Optimism for the Year Ahead
Over the years, BusinessWest has worn out the ‘question-mark’ key when writing stories and headlines for its Economic Outlook sections each December.
Any why not? No one really knows what lies ahead, especially when it comes to the economy. And over the past 15-20 years, there have been some times — such as the months after 9/11 and the very darkest days of the Great Recession in the fall of 2008 — when trying to speculate what might come next was all but impossible.
This isn’t exactly one of those times, but it’s close, and all because of history. Actually, two kinds of it.
First, that election about a month or so ago, because it ushered in a presidency seemingly defined by unpredictability and speculation — about what will happen domestically and abroad. And second, the nation’s economic track record.
Indeed, not once in the full history of this country has it gone more than 10 years without a recession. Don’t look now, but that means, sad to say, that we’re just about due for one.

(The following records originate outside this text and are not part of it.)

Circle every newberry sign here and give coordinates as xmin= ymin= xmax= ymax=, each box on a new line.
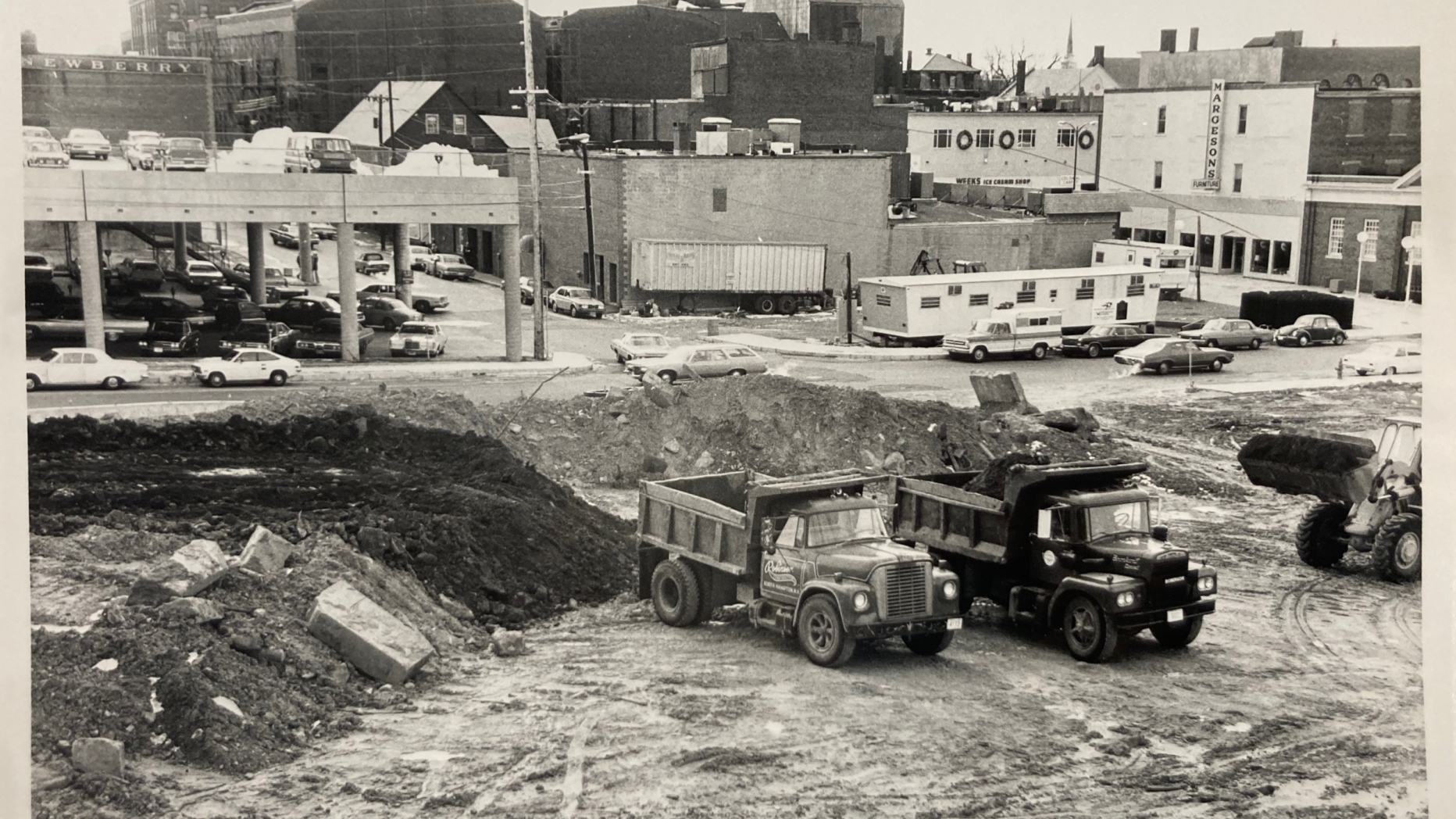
xmin=1193 ymin=80 xmax=1225 ymax=191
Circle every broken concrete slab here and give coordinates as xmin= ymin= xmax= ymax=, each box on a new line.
xmin=127 ymin=541 xmax=227 ymax=606
xmin=71 ymin=736 xmax=127 ymax=777
xmin=305 ymin=580 xmax=434 ymax=685
xmin=237 ymin=526 xmax=293 ymax=574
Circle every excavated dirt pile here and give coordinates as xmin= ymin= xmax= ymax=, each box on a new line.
xmin=494 ymin=376 xmax=1133 ymax=487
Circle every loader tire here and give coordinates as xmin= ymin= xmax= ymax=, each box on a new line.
xmin=1294 ymin=502 xmax=1350 ymax=568
xmin=1370 ymin=512 xmax=1421 ymax=583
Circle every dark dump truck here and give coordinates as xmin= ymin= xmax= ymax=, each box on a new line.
xmin=637 ymin=469 xmax=961 ymax=667
xmin=894 ymin=460 xmax=1219 ymax=663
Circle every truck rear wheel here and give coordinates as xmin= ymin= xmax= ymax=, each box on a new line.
xmin=1062 ymin=595 xmax=1119 ymax=663
xmin=1149 ymin=615 xmax=1203 ymax=649
xmin=652 ymin=560 xmax=701 ymax=627
xmin=1370 ymin=513 xmax=1421 ymax=583
xmin=900 ymin=630 xmax=955 ymax=657
xmin=1294 ymin=502 xmax=1350 ymax=568
xmin=799 ymin=595 xmax=855 ymax=669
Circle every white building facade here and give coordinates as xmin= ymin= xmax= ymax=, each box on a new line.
xmin=1102 ymin=83 xmax=1316 ymax=283
xmin=907 ymin=111 xmax=1102 ymax=192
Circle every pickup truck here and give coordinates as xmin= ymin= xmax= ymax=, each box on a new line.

And if it comes soon — we’ve had almost nine years of mostly unspectacular growth — we’ll likely be entering it without the two most common methods of fighting one: lowering interest rates (because they’re already at historic lows and just can’t get any lower) and tax cuts (especially if President Trump makes good on his pledge to almost immediately lower them after getting sworn in).
But we’re getting ahead of ourselves. Sort of.
While it might be time to talk about that recession seemingly certain to come some time in Trump’s first term, the immediate future seems worthy of something else that gets typed often when writing about the year ahead — that phrase ‘cautious optimism.’
That’s especially true of the Western Mass. region, which, while it continues to lag maddeningly well behind most of the rest of the state in terms of growth and prosperity, is, for the most part, riding on an arrow pointed upward. Here are some reasons for the optimism:
• Springfield’s continuing climb. Last issue, we wrote about cranes and their uplifting abilities, no pun intended. It’s not hyperbole. Cranes do generate optimism and, well, more cranes. But it’s not just those machines at the casino site generating positive energy. It’s everything from new vibrancy downtown to the Thunderbirds; from Union Station to subway-car manufacturing. Springfield still has considerable work to do, but it is in what we believe are the early stages of a renaissance, which means there is more progress to come, and it will likely have a strong ripple effect throughout the region.
• Progress in other communities. As we’re written before, the process of reinventing a city — moving from a manufacturing hub to the proverbial ‘something else’ — is slow and often difficult. But many cities in this region, including Holyoke, Easthampton, Pittsfield, and Westfield, are making substantial progress in that regard, becoming centers for entrepreneurship, the arts, small business, tourism, and combinations of all of the above. This progress bodes well for the region, and it should continue in the year ahead.
• Promoting entrepreneurship. One of the most encouraging developments in this region in recent years, as we’ve noted, has been the efforts to not only promote and encourage entrepreneurship, but to create a population of smarter, more resilient entrepreneurs. Springfield has become the hub of this activity, but it’s happening region-wide. And while the landscape won’t change overnight, certainly, a stronger, more diverse economy will result.
• Eds and meds. Or is it meds and eds? While the region continues to diversify its economy, these two stalwarts continue to grow and become ever-more pivotal forces in overall economic development. Healthcare continues to be an ultra-steady source of jobs, and the region’s higher-ed institutions, led by UMass Amherst, are developing new degree programs and initiatives aimed at providing area businesses with their most important asset — qualified talent. These sectors are not only strong, but getting stronger, and the region will benefit accordingly.
While there are still many question marks regarding the economy and which way it will go in the year ahead, there are seemingly fewer of them. And this is a byproduct of the optimism (OK, guarded optimism) that is growing in intensity and bound to generate more progress in the year to come.